PS: Yes my sequences length are all the same.

Don’t be sorry for asking questions.

Not necessarily. I understand you want to keep the temporal dimension instead of reducing it. In this case note that e.g. nn.Conv1d layers would accept inputs in [batch_size, channels, seq_len] (unsure if conv layers would be a good fit for your model) and also e.g. nn.Linear layers accept any input in [batch_size, *, in_features] where * denotes additional dimensions. The linear layer will then be applied on each timestep separately.
Would any of this work? I’m also sure @vdw might have good ideas how these inputs are usually handled.

1 Like

Hm, difficult to reply here :). What exactly is your input data and your task? It’s a bit odd that all your sentences have the same length.

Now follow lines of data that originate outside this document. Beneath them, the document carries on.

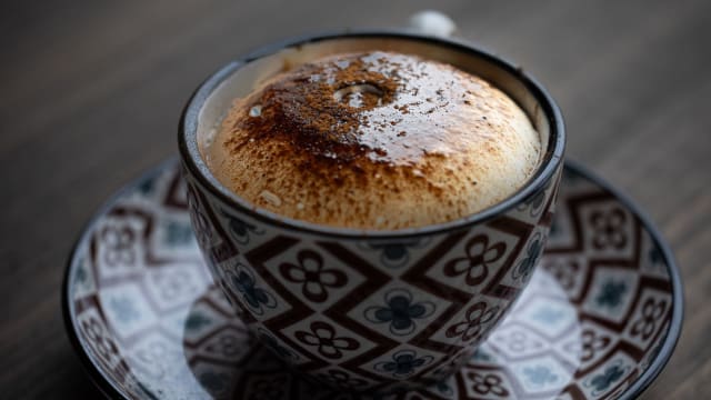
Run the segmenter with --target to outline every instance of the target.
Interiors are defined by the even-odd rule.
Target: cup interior
[[[538,171],[518,192],[489,209],[463,220],[441,223],[438,226],[439,228],[501,213],[503,209],[515,206],[522,198],[533,193],[537,188],[545,183],[560,164],[564,147],[562,118],[553,100],[533,79],[520,68],[469,44],[410,33],[350,33],[307,38],[264,49],[242,61],[227,66],[208,79],[188,104],[183,116],[181,140],[184,142],[181,142],[181,150],[187,149],[190,162],[194,163],[199,170],[198,174],[206,178],[209,186],[216,188],[218,192],[223,194],[223,198],[229,198],[231,202],[282,224],[287,223],[297,228],[306,227],[308,230],[334,229],[289,220],[266,210],[254,210],[246,200],[229,191],[212,176],[203,160],[204,149],[219,130],[232,101],[236,98],[248,96],[270,77],[321,57],[375,50],[397,51],[450,63],[488,80],[521,107],[540,134],[543,151]],[[432,226],[424,227],[424,230],[428,228],[432,228]],[[417,230],[422,230],[422,228]],[[348,231],[348,229],[341,229],[341,232],[343,231]],[[358,233],[362,233],[362,230]],[[382,231],[371,233],[378,236]]]

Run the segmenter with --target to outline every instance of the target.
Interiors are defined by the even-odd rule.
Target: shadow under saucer
[[[234,317],[202,262],[176,160],[96,214],[63,290],[70,340],[110,398],[358,398],[291,373],[271,353],[291,350],[273,338],[260,344]],[[511,314],[459,372],[387,398],[635,397],[673,351],[682,298],[673,258],[643,214],[567,164],[549,244]],[[362,382],[357,368],[313,373],[354,390]]]

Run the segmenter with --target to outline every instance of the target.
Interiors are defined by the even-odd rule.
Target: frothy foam
[[[259,208],[314,223],[402,229],[502,201],[541,140],[487,81],[394,52],[296,67],[234,101],[203,156]]]

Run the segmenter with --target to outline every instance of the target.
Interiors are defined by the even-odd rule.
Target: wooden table
[[[673,4],[673,6],[672,6]],[[97,398],[64,334],[80,229],[174,154],[197,84],[244,51],[392,27],[423,1],[43,1],[0,7],[0,398]],[[431,6],[430,6],[431,7]],[[559,101],[570,158],[631,194],[677,253],[687,318],[650,399],[711,397],[711,2],[440,1]]]

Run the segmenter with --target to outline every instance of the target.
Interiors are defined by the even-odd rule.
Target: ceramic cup
[[[541,164],[504,201],[397,231],[324,227],[254,208],[199,150],[254,82],[320,56],[395,50],[452,63],[513,98],[541,133]],[[180,123],[190,214],[216,282],[274,354],[316,380],[390,392],[452,373],[511,310],[541,256],[562,168],[553,100],[521,69],[451,39],[403,32],[317,36],[268,47],[211,76]]]

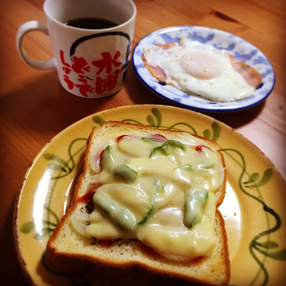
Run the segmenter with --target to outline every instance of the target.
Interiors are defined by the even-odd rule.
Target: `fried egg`
[[[191,95],[227,102],[248,97],[262,82],[254,69],[226,51],[181,38],[144,48],[143,62],[158,80]]]

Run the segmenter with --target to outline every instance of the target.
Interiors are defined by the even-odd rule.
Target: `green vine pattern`
[[[170,126],[161,125],[162,115],[157,108],[152,108],[151,110],[151,113],[152,115],[148,115],[146,118],[147,122],[150,126],[185,131],[185,130],[181,129],[180,128],[184,126],[187,128],[189,129],[187,132],[188,132],[190,134],[198,135],[195,129],[192,125],[185,122],[177,122]],[[103,119],[98,115],[94,116],[92,117],[92,120],[94,123],[99,126],[102,126],[105,122]],[[142,122],[132,119],[124,119],[121,121],[122,122],[128,122],[142,124]],[[93,126],[92,129],[96,127]],[[211,127],[211,130],[206,129],[203,131],[203,136],[205,138],[210,139],[213,141],[216,141],[218,139],[220,135],[220,126],[217,122],[215,121],[212,124]],[[54,183],[50,192],[48,203],[45,207],[46,214],[46,219],[43,222],[44,226],[42,231],[41,233],[34,232],[33,237],[35,239],[42,239],[45,235],[47,235],[49,237],[59,223],[59,220],[58,217],[50,208],[54,192],[58,180],[68,175],[73,170],[75,165],[74,158],[85,148],[86,145],[85,144],[74,153],[72,152],[73,146],[76,142],[78,141],[84,141],[85,142],[87,140],[87,138],[78,138],[74,139],[71,142],[68,148],[69,159],[67,161],[54,154],[46,153],[43,155],[44,158],[50,161],[50,163],[47,164],[47,167],[56,174],[51,178],[51,180],[53,181]],[[246,195],[260,204],[265,212],[268,229],[255,236],[250,242],[249,248],[251,254],[260,267],[253,280],[249,285],[249,286],[252,286],[254,285],[261,272],[263,273],[264,278],[263,281],[260,285],[261,286],[265,286],[267,285],[269,279],[268,273],[264,265],[266,258],[268,257],[278,260],[286,260],[286,249],[273,251],[273,250],[278,248],[279,245],[276,242],[270,240],[270,234],[277,231],[280,228],[281,226],[281,219],[274,210],[269,208],[265,203],[259,189],[259,187],[267,184],[270,180],[273,175],[273,170],[271,169],[267,169],[262,175],[257,172],[250,174],[247,171],[246,163],[244,157],[239,151],[231,148],[223,149],[221,149],[221,151],[232,159],[241,168],[241,172],[239,179],[239,185],[240,190]],[[239,158],[239,160],[235,157],[235,156],[237,157],[238,156]],[[56,172],[57,172],[57,173]],[[255,189],[259,194],[259,195],[258,197],[250,193],[248,191],[248,189],[251,188]],[[275,225],[271,228],[270,227],[268,215],[272,216],[276,221]],[[34,230],[35,226],[33,221],[28,222],[24,223],[20,228],[20,231],[24,234],[29,234]],[[264,256],[262,260],[258,258],[257,255],[257,253],[260,253]],[[44,259],[45,255],[45,253],[44,252],[42,262],[47,270],[55,275],[66,276],[66,274],[56,272],[49,268],[45,263]],[[67,276],[73,285],[90,285],[90,282],[83,277],[76,276]]]

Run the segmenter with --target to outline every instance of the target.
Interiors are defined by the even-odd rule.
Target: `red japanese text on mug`
[[[46,23],[30,21],[18,30],[16,44],[24,61],[39,69],[56,68],[63,88],[78,96],[98,98],[120,90],[126,77],[134,32],[136,8],[131,0],[46,0],[44,11]],[[95,27],[97,23],[102,26],[104,21],[112,27],[93,28],[93,20]],[[77,21],[80,24],[72,24]],[[90,27],[79,27],[88,21]],[[54,57],[38,61],[26,53],[23,38],[34,30],[49,35]]]

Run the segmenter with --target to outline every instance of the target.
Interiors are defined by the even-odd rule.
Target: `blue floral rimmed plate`
[[[178,89],[160,83],[147,70],[142,59],[143,48],[158,44],[178,43],[185,35],[193,41],[211,45],[218,50],[229,51],[238,61],[244,62],[262,75],[262,83],[248,98],[228,102],[211,101],[186,94]],[[134,69],[140,80],[162,98],[176,105],[199,111],[226,112],[252,107],[264,100],[274,87],[275,75],[271,64],[257,48],[243,39],[226,32],[205,27],[180,26],[158,30],[141,39],[134,49],[132,58]]]

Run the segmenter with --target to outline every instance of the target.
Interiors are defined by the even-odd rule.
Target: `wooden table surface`
[[[256,46],[275,70],[275,88],[265,102],[239,113],[209,114],[257,146],[286,177],[286,1],[285,0],[137,0],[133,46],[153,31],[180,25],[205,26],[239,36]],[[93,100],[69,94],[55,70],[26,65],[15,44],[18,28],[31,20],[45,21],[41,0],[0,1],[0,280],[26,285],[12,235],[15,198],[27,168],[46,143],[66,127],[90,114],[122,105],[168,103],[144,87],[129,67],[125,87],[112,97]],[[25,37],[29,54],[52,56],[48,37]],[[4,279],[4,280],[3,280]]]

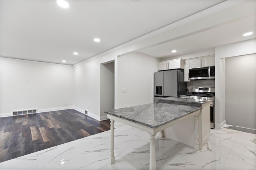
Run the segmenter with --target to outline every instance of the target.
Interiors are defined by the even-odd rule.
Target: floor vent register
[[[12,111],[12,115],[27,115],[28,114],[36,113],[37,113],[37,109],[33,109],[23,110],[16,110]]]

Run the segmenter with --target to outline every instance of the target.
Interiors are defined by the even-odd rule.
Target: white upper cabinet
[[[184,68],[184,60],[181,59],[158,62],[158,70]]]
[[[190,60],[185,60],[184,61],[184,81],[189,82],[189,66]]]
[[[190,60],[190,68],[208,67],[215,65],[214,56],[204,57]]]
[[[215,65],[215,58],[214,56],[204,57],[202,59],[202,62],[204,67],[209,67]]]
[[[168,61],[162,61],[158,62],[158,70],[168,70]]]

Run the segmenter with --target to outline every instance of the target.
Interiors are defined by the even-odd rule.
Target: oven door
[[[210,106],[210,124],[211,125],[211,129],[214,129],[215,128],[215,113],[214,107],[213,104],[211,104]]]

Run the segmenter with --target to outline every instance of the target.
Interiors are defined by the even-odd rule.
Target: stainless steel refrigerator
[[[186,94],[183,70],[171,70],[154,73],[154,102],[162,98],[179,98]]]

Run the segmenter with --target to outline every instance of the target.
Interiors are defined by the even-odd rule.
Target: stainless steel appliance
[[[186,94],[186,82],[184,82],[183,70],[171,70],[154,74],[154,102],[169,97],[180,97]]]
[[[215,67],[190,68],[189,78],[190,80],[215,78]]]
[[[193,87],[191,92],[186,95],[180,96],[180,98],[211,100],[211,129],[215,127],[215,88],[214,87]]]

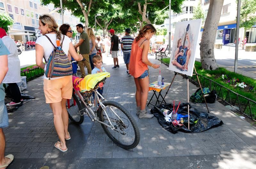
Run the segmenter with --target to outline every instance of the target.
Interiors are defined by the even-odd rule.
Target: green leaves
[[[0,12],[0,27],[8,32],[10,29],[9,27],[12,26],[14,21],[6,13]]]

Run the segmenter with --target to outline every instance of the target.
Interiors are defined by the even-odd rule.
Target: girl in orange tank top
[[[140,31],[138,36],[132,45],[129,73],[133,76],[136,85],[136,114],[139,115],[140,119],[151,118],[154,117],[153,115],[148,113],[146,107],[149,85],[148,66],[155,69],[160,66],[150,62],[148,58],[149,40],[156,31],[152,25],[146,25]]]

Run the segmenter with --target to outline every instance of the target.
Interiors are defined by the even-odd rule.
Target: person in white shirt
[[[57,30],[58,25],[53,18],[49,15],[44,14],[41,16],[39,19],[38,29],[41,30],[43,35],[48,37],[55,46],[57,39],[59,39],[61,43],[64,38],[62,48],[64,52],[67,55],[69,53],[76,60],[83,60],[82,55],[78,55],[76,52],[71,40]],[[38,66],[45,70],[46,65],[43,61],[43,57],[44,55],[47,60],[54,48],[45,36],[38,38],[36,43],[36,62]],[[72,75],[51,78],[50,80],[45,75],[44,76],[44,91],[46,102],[50,103],[53,112],[54,125],[60,141],[55,144],[54,147],[62,152],[68,150],[65,140],[71,138],[68,131],[68,116],[66,102],[67,99],[72,97]]]

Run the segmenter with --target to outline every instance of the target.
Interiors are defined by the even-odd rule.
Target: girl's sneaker
[[[6,105],[7,106],[14,106],[14,105],[16,105],[17,104],[20,104],[20,103],[21,102],[19,102],[19,103],[15,103],[15,102],[11,102],[6,104]]]

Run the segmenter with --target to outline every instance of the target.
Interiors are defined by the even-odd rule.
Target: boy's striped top
[[[122,38],[121,43],[123,44],[124,53],[131,53],[132,50],[132,44],[134,39],[130,35],[125,35]]]

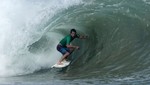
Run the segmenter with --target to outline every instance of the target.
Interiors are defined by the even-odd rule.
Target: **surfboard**
[[[70,61],[63,61],[62,65],[58,65],[57,63],[51,66],[51,68],[64,68],[70,64]]]

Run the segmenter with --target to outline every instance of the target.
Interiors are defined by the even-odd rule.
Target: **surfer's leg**
[[[70,55],[70,53],[69,53],[69,52],[66,52],[66,53],[61,57],[61,59],[59,60],[58,64],[62,64],[61,62],[62,62],[64,59],[66,59],[69,55]]]

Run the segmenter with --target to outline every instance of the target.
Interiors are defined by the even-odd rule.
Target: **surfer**
[[[70,34],[65,36],[57,45],[57,50],[63,55],[58,61],[58,65],[62,65],[62,61],[64,61],[75,49],[80,48],[79,46],[70,44],[75,38],[86,39],[87,36],[78,35],[75,29],[71,29]]]

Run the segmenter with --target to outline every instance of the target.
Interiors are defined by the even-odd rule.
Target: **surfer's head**
[[[70,30],[70,35],[72,36],[72,37],[75,37],[76,36],[76,30],[75,29],[71,29]]]

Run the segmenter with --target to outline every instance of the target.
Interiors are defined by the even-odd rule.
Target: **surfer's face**
[[[75,35],[76,35],[76,32],[71,32],[72,37],[75,37]]]

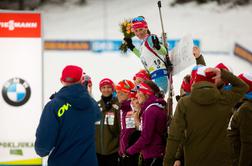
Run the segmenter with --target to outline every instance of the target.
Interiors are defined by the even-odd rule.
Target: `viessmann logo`
[[[8,22],[0,22],[0,28],[8,28],[13,31],[15,28],[37,28],[37,22],[15,22],[14,20],[9,20]]]
[[[31,96],[29,84],[21,78],[12,78],[3,86],[2,96],[12,106],[24,105]]]

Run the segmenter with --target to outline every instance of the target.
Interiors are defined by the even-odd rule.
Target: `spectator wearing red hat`
[[[91,77],[87,75],[86,73],[83,73],[83,74],[84,74],[83,85],[87,87],[88,93],[92,96],[93,83],[92,83]]]
[[[157,35],[150,33],[143,16],[133,18],[131,24],[135,35],[142,40],[141,48],[137,49],[131,38],[124,38],[124,41],[128,48],[141,59],[144,68],[150,73],[151,80],[166,93],[168,88],[168,73],[165,65],[166,48],[159,42]]]
[[[137,98],[141,104],[142,131],[136,143],[127,149],[127,155],[141,152],[144,166],[161,166],[167,130],[166,102],[158,86],[149,80],[137,86]]]
[[[126,149],[132,144],[132,134],[136,131],[134,121],[134,111],[131,108],[132,89],[135,87],[134,83],[130,80],[122,80],[116,85],[116,92],[120,106],[120,122],[121,122],[121,133],[120,133],[120,165],[131,166],[138,164],[139,154],[127,157],[125,155]]]
[[[252,165],[252,73],[238,76],[248,86],[241,106],[234,112],[228,127],[228,136],[233,149],[233,166]]]
[[[232,85],[222,92],[216,79]],[[218,68],[198,69],[191,94],[181,98],[169,128],[164,166],[173,166],[183,142],[185,165],[230,166],[227,127],[232,108],[248,87],[232,73]]]
[[[82,85],[82,68],[66,66],[60,80],[63,87],[42,112],[35,151],[41,157],[49,155],[48,166],[98,166],[94,124],[100,109]]]
[[[104,78],[99,83],[101,121],[96,123],[96,154],[99,166],[116,165],[120,135],[120,109],[117,97],[113,96],[114,83]]]

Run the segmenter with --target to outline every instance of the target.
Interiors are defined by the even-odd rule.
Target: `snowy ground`
[[[224,62],[233,68],[235,74],[251,71],[251,64],[234,57],[231,53],[235,42],[252,48],[252,6],[228,9],[215,3],[198,6],[189,3],[171,8],[170,1],[162,1],[164,28],[168,38],[178,39],[191,34],[201,40],[203,51],[227,52],[227,55],[205,54],[209,66]],[[157,1],[147,0],[90,0],[87,6],[78,7],[74,0],[64,5],[47,4],[39,11],[43,14],[45,39],[121,39],[119,23],[124,19],[143,15],[152,33],[160,34],[160,20]],[[99,81],[109,77],[117,83],[132,79],[133,74],[143,68],[134,55],[117,53],[44,52],[45,102],[51,93],[60,88],[60,72],[67,64],[77,64],[92,76],[93,94],[100,97]],[[53,70],[52,70],[53,69]],[[183,76],[190,67],[174,77],[175,93]]]

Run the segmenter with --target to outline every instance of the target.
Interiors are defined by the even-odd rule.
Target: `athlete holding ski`
[[[138,16],[131,21],[132,30],[135,35],[142,40],[142,44],[137,49],[131,38],[124,38],[128,48],[141,59],[145,69],[150,73],[161,91],[165,94],[168,89],[168,73],[165,66],[165,56],[167,50],[159,42],[156,35],[151,34],[147,22],[143,16]]]

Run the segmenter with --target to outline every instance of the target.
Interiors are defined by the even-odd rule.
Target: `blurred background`
[[[22,44],[29,45],[33,43],[33,39],[0,37],[0,47],[4,48],[4,44],[8,44],[6,48],[8,51],[1,50],[1,55],[6,57],[1,60],[4,64],[1,66],[1,87],[5,86],[4,83],[9,78],[18,76],[25,78],[31,88],[31,99],[20,107],[10,106],[0,98],[3,103],[0,106],[0,126],[3,131],[0,135],[0,166],[20,165],[20,163],[41,165],[41,159],[36,156],[33,147],[35,131],[42,107],[49,101],[51,94],[62,87],[60,76],[66,65],[81,66],[84,72],[91,76],[92,95],[96,100],[101,96],[99,82],[103,78],[108,77],[117,84],[122,79],[132,80],[134,74],[143,69],[140,59],[130,51],[120,52],[119,46],[123,39],[120,24],[126,19],[144,16],[151,33],[161,36],[157,2],[157,0],[0,0],[0,14],[35,12],[42,16],[42,38],[37,39],[42,46],[38,44],[36,49],[39,53],[34,53],[38,61],[33,63],[29,58],[18,54],[19,51],[24,51]],[[162,0],[161,2],[164,31],[167,34],[170,52],[181,38],[191,36],[197,41],[207,66],[214,67],[218,63],[224,63],[236,75],[251,72],[252,0]],[[0,34],[3,25],[5,24],[1,24],[0,17]],[[19,42],[17,49],[13,48],[12,40]],[[27,43],[24,43],[25,41]],[[136,44],[140,43],[136,37],[133,41]],[[25,51],[29,53],[29,49],[33,49],[31,47],[32,44],[26,47],[28,49]],[[8,61],[10,57],[8,55],[12,52],[20,55],[18,56],[20,63],[17,59]],[[31,65],[26,65],[28,63]],[[20,70],[25,68],[24,66],[28,68],[27,75],[22,75]],[[193,65],[188,66],[173,76],[174,95],[179,94],[183,77],[191,72],[192,67]],[[6,68],[9,70],[11,68],[15,74],[6,72]],[[36,74],[35,70],[38,70],[39,74]],[[176,100],[173,101],[174,110]],[[33,164],[31,160],[34,161]]]

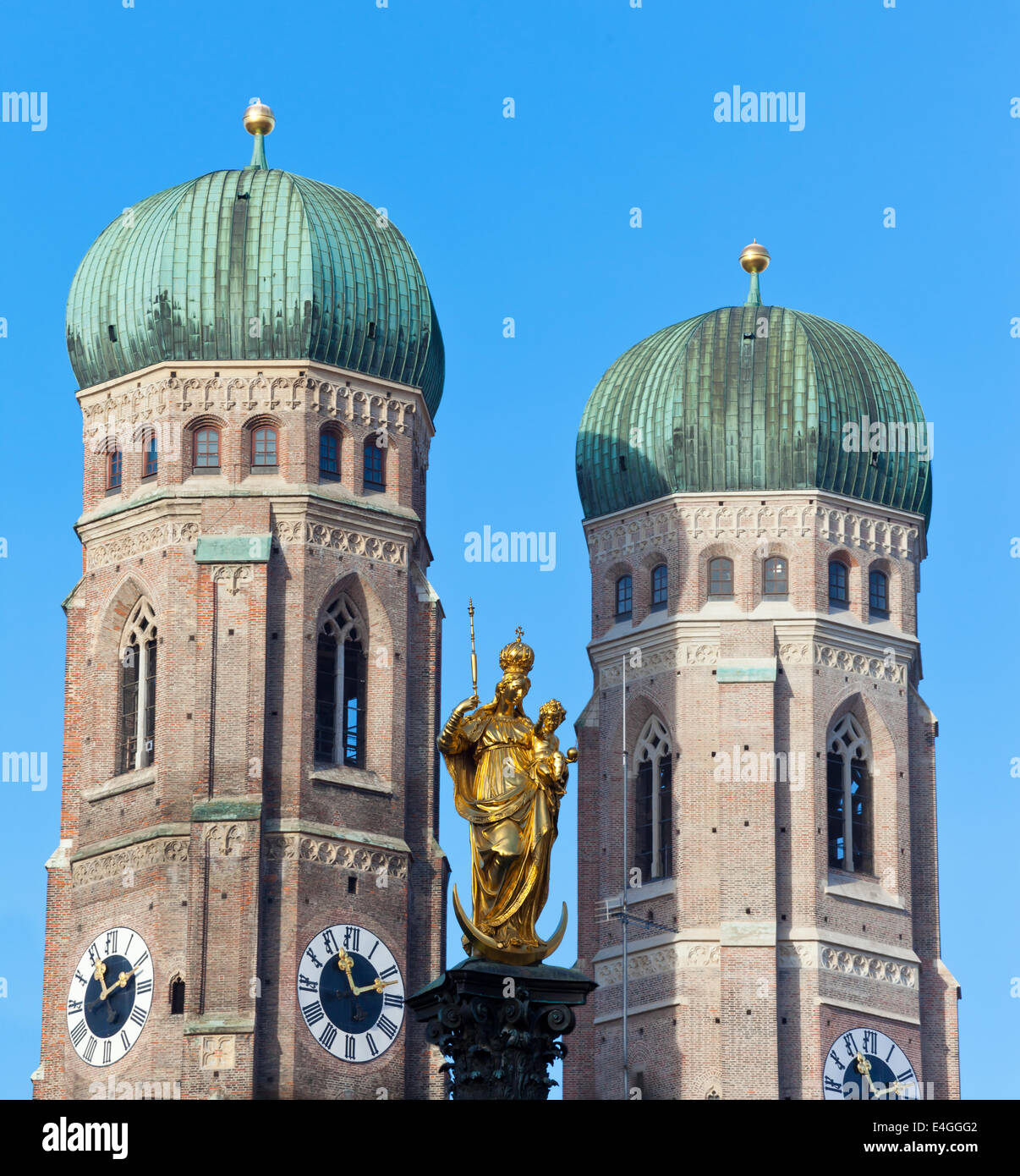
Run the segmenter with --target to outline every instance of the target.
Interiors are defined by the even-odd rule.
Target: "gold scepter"
[[[468,597],[468,616],[471,620],[471,694],[478,693],[478,657],[475,654],[475,606]]]

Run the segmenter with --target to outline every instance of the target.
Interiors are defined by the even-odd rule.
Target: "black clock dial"
[[[107,985],[114,984],[121,973],[127,974],[132,970],[126,956],[112,955],[102,962],[106,964],[103,980]],[[102,988],[102,983],[93,976],[85,990],[85,1023],[89,1031],[100,1038],[113,1037],[120,1033],[132,1015],[135,1004],[135,978],[132,976],[123,987],[115,984],[105,998]]]
[[[337,923],[320,931],[301,955],[297,1004],[323,1049],[344,1062],[370,1062],[400,1033],[403,976],[374,931]]]
[[[149,949],[130,927],[88,944],[67,990],[67,1033],[83,1062],[113,1065],[127,1054],[148,1020],[153,982]]]
[[[826,1098],[899,1102],[920,1097],[906,1054],[887,1034],[867,1027],[836,1038],[825,1056],[821,1085]]]

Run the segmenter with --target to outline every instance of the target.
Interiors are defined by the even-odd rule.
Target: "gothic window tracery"
[[[119,774],[155,762],[156,619],[145,596],[132,609],[120,642]]]
[[[827,742],[830,868],[872,874],[871,746],[851,714],[836,723]]]
[[[637,761],[637,867],[642,880],[673,873],[673,756],[669,731],[655,715],[635,750]]]
[[[318,627],[315,662],[315,762],[364,767],[368,630],[340,595]]]

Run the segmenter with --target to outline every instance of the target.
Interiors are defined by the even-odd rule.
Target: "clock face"
[[[153,961],[129,927],[100,931],[67,991],[71,1043],[89,1065],[113,1065],[139,1040],[153,1002]]]
[[[404,1018],[404,981],[392,953],[373,931],[328,927],[308,944],[297,969],[297,1003],[308,1031],[344,1062],[370,1062],[396,1041]]]
[[[826,1098],[919,1098],[914,1068],[892,1037],[878,1029],[851,1029],[825,1057]]]

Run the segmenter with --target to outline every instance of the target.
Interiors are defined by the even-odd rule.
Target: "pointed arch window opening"
[[[642,881],[673,873],[673,756],[670,736],[652,715],[635,749],[637,762],[637,861]]]
[[[120,643],[120,714],[116,771],[148,768],[156,759],[156,619],[142,597]]]
[[[828,735],[826,791],[831,869],[874,873],[871,762],[867,736],[853,715],[844,715]]]
[[[318,629],[315,667],[315,762],[364,768],[368,656],[365,628],[338,596]]]

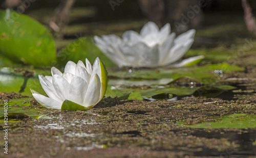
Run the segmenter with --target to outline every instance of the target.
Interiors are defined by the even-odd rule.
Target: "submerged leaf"
[[[256,128],[256,115],[235,114],[214,117],[215,122],[204,122],[186,127],[199,128]]]
[[[67,111],[76,111],[76,110],[82,110],[85,111],[90,109],[90,108],[86,108],[80,106],[76,103],[73,101],[65,100],[63,102],[61,106],[61,110],[67,110]]]
[[[24,120],[30,118],[29,116],[24,113],[9,113],[7,115],[8,120]],[[0,116],[0,120],[4,120],[5,119],[5,115]]]

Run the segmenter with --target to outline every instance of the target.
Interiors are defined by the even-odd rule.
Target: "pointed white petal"
[[[158,39],[156,35],[154,34],[147,35],[144,38],[142,39],[141,41],[150,47],[153,47],[159,43]]]
[[[76,70],[79,67],[86,68],[86,65],[84,65],[84,64],[83,64],[83,62],[80,60],[78,61],[78,62],[77,62],[77,64],[76,64]]]
[[[72,97],[68,99],[80,105],[83,105],[88,88],[88,85],[84,80],[80,77],[75,76],[70,84],[69,91],[72,94]]]
[[[55,74],[58,74],[61,76],[62,76],[62,72],[54,67],[52,67],[51,70],[52,70],[52,76],[53,76]]]
[[[100,77],[100,68],[99,65],[99,60],[95,60],[93,66],[93,72],[92,72],[92,76],[94,76],[95,74],[98,74],[99,77]]]
[[[94,62],[93,62],[93,69],[94,68],[94,65],[95,64],[95,63],[97,63],[97,61],[99,61],[100,60],[99,60],[99,57],[97,57],[95,60],[94,60]],[[97,63],[97,64],[98,64],[98,63]]]
[[[69,84],[70,84],[71,81],[72,81],[73,78],[75,77],[75,75],[70,73],[63,73],[62,77],[64,77],[64,78],[65,78]]]
[[[42,89],[44,89],[45,92],[50,98],[59,102],[62,101],[62,100],[61,100],[60,97],[56,92],[53,84],[50,81],[49,81],[42,75],[38,75],[38,78]]]
[[[50,81],[50,83],[52,84],[52,76],[45,76],[45,77],[46,77],[47,80]]]
[[[157,24],[153,22],[150,21],[146,23],[140,31],[140,35],[144,37],[148,34],[157,35],[159,29]]]
[[[150,47],[142,42],[133,46],[122,47],[129,66],[132,67],[155,67],[159,61],[158,46]]]
[[[87,70],[87,72],[89,74],[91,74],[93,72],[93,67],[92,66],[92,64],[88,60],[88,59],[86,59],[86,70]]]
[[[32,95],[39,104],[47,108],[55,109],[61,108],[62,102],[59,102],[40,94],[32,93]]]
[[[162,27],[159,31],[157,36],[159,44],[161,44],[167,38],[170,33],[170,25],[169,23],[166,23]]]
[[[55,74],[53,76],[52,83],[56,92],[61,100],[65,100],[70,97],[70,94],[68,91],[70,85],[65,78],[58,74]]]
[[[76,72],[76,63],[74,63],[72,61],[69,61],[68,63],[65,66],[65,68],[64,69],[65,73],[70,73],[73,74],[75,74]]]
[[[89,74],[86,69],[83,67],[80,67],[77,69],[76,76],[83,78],[87,83],[90,82],[91,74]]]
[[[92,76],[83,101],[84,107],[93,107],[100,101],[100,80],[98,75],[96,74]]]
[[[173,63],[181,58],[185,54],[189,49],[194,42],[194,39],[190,39],[184,44],[177,44],[173,47],[170,53],[165,60],[165,65]]]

It seems you’re trying to train a text classifier using a basic Feed Forward Network. This architecture does not allow to capture the order of words, so your sentences will be treated as a Bag-of-Words (BoW). This works alright for, say, classifying news articles into “politics”, “sports”, “entertainment”, etc. In this case aggregating the (pre-trained) word embeddings using, e.g., mean(), is the way to go. A Feed Forward network just does not support sequential data that way.

The obvious alternative would be to consider more advanced architectures such as Recurrent Neural Networks (RNN) or Concolutional Neural Networks (CNN) as @ptrblck already hinted at.

1 Like

Thanks for the suggestion! I am currently working building multiple models for this topic so I just got to stick to this Feedforward one first.